SBA Authorizes Increase in PPP Partnership Loans, Extends Safe Harbor until May 18

The United States Small Business Administration (SBA) has issued a new provisional final rule On Wednesday evening, the door opened for lenders to increase existing Paycheck Protection Program (P3) loans to partnerships and seasonal employers. In separate guidelines, the SBA extended the safe harbor for the repayment of PPP loans from May 14 to May 18.

The new interim final rule on partnerships addresses situations in which some have completed their loan application before the guidelines were released on April 14. Provisional rule of April 14 prohibits partnership partners from applying for a separate PPP loan for themselves as freelancers. Instead, the self-employment income of general active partners was to be reported as a salary cost, up to $ 100,000 annualized, on a PPP loan application filed by or on behalf of the partnership.

The move meant that partnerships, including accounting firms, that had previously submitted PPP applications without including partners’ self-employment income were unlikely to receive the maximum amount of PPP loans for which they were eligible. Likewise, a provisional final rule of April 28 established another criterion for calculating the maximum amount of PPP loans granted to seasonal employers.

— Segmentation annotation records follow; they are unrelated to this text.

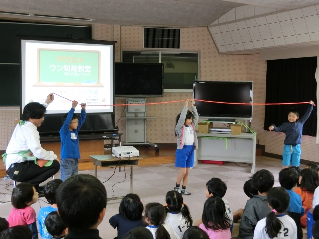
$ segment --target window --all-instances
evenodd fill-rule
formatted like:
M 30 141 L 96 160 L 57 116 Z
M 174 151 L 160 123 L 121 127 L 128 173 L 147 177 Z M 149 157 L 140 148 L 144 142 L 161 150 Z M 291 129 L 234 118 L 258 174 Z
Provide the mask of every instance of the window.
M 198 52 L 122 51 L 122 62 L 163 63 L 165 91 L 192 90 L 193 81 L 198 79 Z

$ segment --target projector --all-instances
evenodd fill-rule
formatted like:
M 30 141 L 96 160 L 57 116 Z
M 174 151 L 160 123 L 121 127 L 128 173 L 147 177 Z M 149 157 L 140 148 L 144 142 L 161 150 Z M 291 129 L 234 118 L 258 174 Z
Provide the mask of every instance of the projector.
M 129 157 L 138 157 L 139 150 L 133 146 L 124 146 L 113 147 L 112 153 L 118 158 L 128 158 Z

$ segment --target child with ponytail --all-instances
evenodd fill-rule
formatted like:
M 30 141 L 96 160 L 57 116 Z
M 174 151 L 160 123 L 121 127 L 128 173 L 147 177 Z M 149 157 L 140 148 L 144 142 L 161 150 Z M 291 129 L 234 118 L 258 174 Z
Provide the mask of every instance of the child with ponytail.
M 267 204 L 271 212 L 258 221 L 254 239 L 296 239 L 297 228 L 294 220 L 285 212 L 289 205 L 289 194 L 282 187 L 276 187 L 267 194 Z
M 148 203 L 144 207 L 144 220 L 149 224 L 146 228 L 154 239 L 180 239 L 171 225 L 164 222 L 166 215 L 165 207 L 160 203 Z
M 193 224 L 189 209 L 178 192 L 172 190 L 166 195 L 167 215 L 165 222 L 170 224 L 181 238 L 186 230 Z

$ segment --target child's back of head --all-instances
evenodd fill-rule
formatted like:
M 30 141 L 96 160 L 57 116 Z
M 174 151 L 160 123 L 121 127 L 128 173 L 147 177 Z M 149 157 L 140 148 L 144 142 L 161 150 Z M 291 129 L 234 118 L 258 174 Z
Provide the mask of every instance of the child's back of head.
M 128 220 L 134 221 L 142 219 L 143 204 L 138 195 L 129 193 L 124 197 L 119 207 L 119 213 Z
M 93 176 L 78 174 L 68 178 L 60 186 L 56 203 L 59 214 L 69 231 L 79 233 L 103 220 L 106 190 Z
M 57 179 L 50 181 L 44 186 L 43 188 L 44 196 L 50 204 L 52 205 L 56 203 L 55 200 L 56 192 L 63 182 L 63 181 L 61 179 Z
M 47 230 L 54 238 L 60 238 L 65 235 L 66 226 L 56 211 L 48 215 L 44 223 Z
M 294 168 L 285 168 L 280 170 L 279 175 L 280 186 L 286 189 L 291 189 L 298 182 L 297 172 Z
M 257 171 L 251 178 L 252 185 L 259 193 L 267 193 L 273 187 L 274 175 L 266 169 Z
M 191 226 L 185 232 L 182 239 L 209 239 L 209 237 L 202 229 Z
M 190 215 L 188 207 L 184 203 L 183 196 L 175 190 L 170 191 L 166 195 L 166 205 L 168 212 L 180 212 L 186 221 L 187 225 L 193 224 L 193 218 Z
M 207 229 L 223 230 L 229 229 L 230 220 L 225 214 L 226 206 L 223 200 L 218 196 L 208 198 L 204 205 L 202 219 Z
M 218 196 L 220 198 L 222 198 L 225 196 L 226 191 L 227 190 L 227 186 L 221 179 L 218 178 L 212 178 L 206 184 L 207 186 L 206 197 L 211 194 L 214 196 Z M 209 195 L 207 195 L 207 193 Z

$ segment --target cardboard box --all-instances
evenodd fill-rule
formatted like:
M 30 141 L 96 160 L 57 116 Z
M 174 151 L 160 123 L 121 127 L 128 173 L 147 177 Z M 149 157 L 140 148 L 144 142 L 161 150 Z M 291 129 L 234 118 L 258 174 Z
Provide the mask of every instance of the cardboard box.
M 241 135 L 244 132 L 244 125 L 239 123 L 230 125 L 230 134 L 233 135 Z
M 213 127 L 213 123 L 198 123 L 198 133 L 208 133 L 209 129 Z

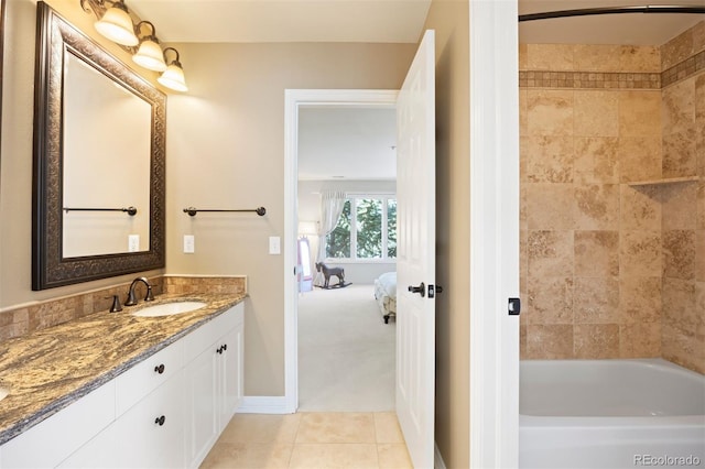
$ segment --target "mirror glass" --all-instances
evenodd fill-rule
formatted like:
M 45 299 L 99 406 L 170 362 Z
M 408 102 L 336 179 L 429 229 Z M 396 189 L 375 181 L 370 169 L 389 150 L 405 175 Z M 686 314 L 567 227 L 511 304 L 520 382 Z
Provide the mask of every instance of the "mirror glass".
M 163 268 L 166 96 L 37 15 L 32 288 Z
M 151 106 L 83 58 L 66 58 L 63 257 L 144 251 Z

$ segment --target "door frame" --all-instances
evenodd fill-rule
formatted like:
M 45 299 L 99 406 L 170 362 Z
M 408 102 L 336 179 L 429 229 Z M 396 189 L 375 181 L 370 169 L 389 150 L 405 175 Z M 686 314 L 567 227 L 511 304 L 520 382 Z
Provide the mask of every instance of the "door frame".
M 286 89 L 284 91 L 284 413 L 299 408 L 299 301 L 296 284 L 299 205 L 299 109 L 397 106 L 399 90 Z
M 470 467 L 518 467 L 518 2 L 470 1 Z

The interim final rule released Wednesday allows all PPP lenders to increase existing PPP loans to partnerships or seasonal employers to include the appropriate amounts to cover partner compensation in accordance with the April 14 interim final rule, or to allow the seasonal employer to calculate the maximum loan amount. using the alternative criteria posted on April 28.

Additionally, although the interim final rule on disbursements issued on April 28 requires that PPP loans be made in a single disbursement, if an increased PPP loan has already been disbursed, this interim final rule allows the lender to make an additional disbursement. the increase in loan proceeds prior to submitting the initial SBA Form 1502 which includes this loan.

The extension of the safe harbor for the return of PPP funds until May 18 is granted in the answer to question 47 on PPP FAQ page. The SBA had previously extended the Safe Harbor from May 7 to 14. The Safe Harbor allows borrowers who have received PPP loans to return them if they are unable to certify in good faith the necessity of their loan applications.

The SBA too issued a safe harbor Wednesday, stating that companies that, along with their affiliates, have accepted less than $ 2 million in PPP funds will be presumed to have done good faith certification of the necessity of their loan applications.

the SBA had warned April 23, that companies with substantial access to liquidity may not be eligible for PPP loans. On April 28, Treasury Secretary Steven Mnuchin and SBA Administrator Jovita Carranza announced that the SBA would review all PPP loans over $ 2 million to ensure borrower self-certification was appropriate.

Out of concern for whether their loans would be deemed appropriate, some large companies that initially received PPP funds returned them. For the same reason, some small business leaders have also considered returning their PPP funds or have been reluctant to apply for PPP loans. The $ 2 million threshold provides a safe haven for organizations with smaller loans, and extending the deadline to May 18 gives organizations more time to decide whether or not to repay their loans.

Congress established the PPP to provide assistance to small businesses during the coronavirus pandemic under the Coronavirus Help, Relief and Economic Security Act, PL 116-136. PPP funds are available to small businesses that were in operation on February 15 with 500 or fewer employees, including nonprofits, veterans organizations, tribal groups, freelancers, individual businesses and independent contractors. Businesses with more than 500 employees in certain industries can also apply for loans.

The forgivable loans were designed to help employers keep their employees paid and to support their organizations facing the economic hardships created by the coronavirus pandemic. An eligible beneficiary of a secured loan may receive debt relief on the loan in an amount equal to the sum of the payments made for the following expenses (subject to limitations) during the eight week covered period beginning in the date of granting of the loan covered: (1) staff costs; (2) payment of interest on any covered mortgage bond; (3) payment of any covered rent obligation; and (4) any covered public service payment. Section 1106 (i) excludes from gross revenue any amount remitted under the P3.

the AICPA Paycheck Protection Program Resources Page houses resources and tools produced by the AICPA to help cope with the economic impact of the coronavirus.

For more information and stories on the coronavirus and how CPAs can handle the challenges of the outbreak, visit the JofAon the Coronavirus Resources page or subscribe to our email alerts for the latest P3 news.

Jeff drew ([email protected]) is a JofA editor-in-chief.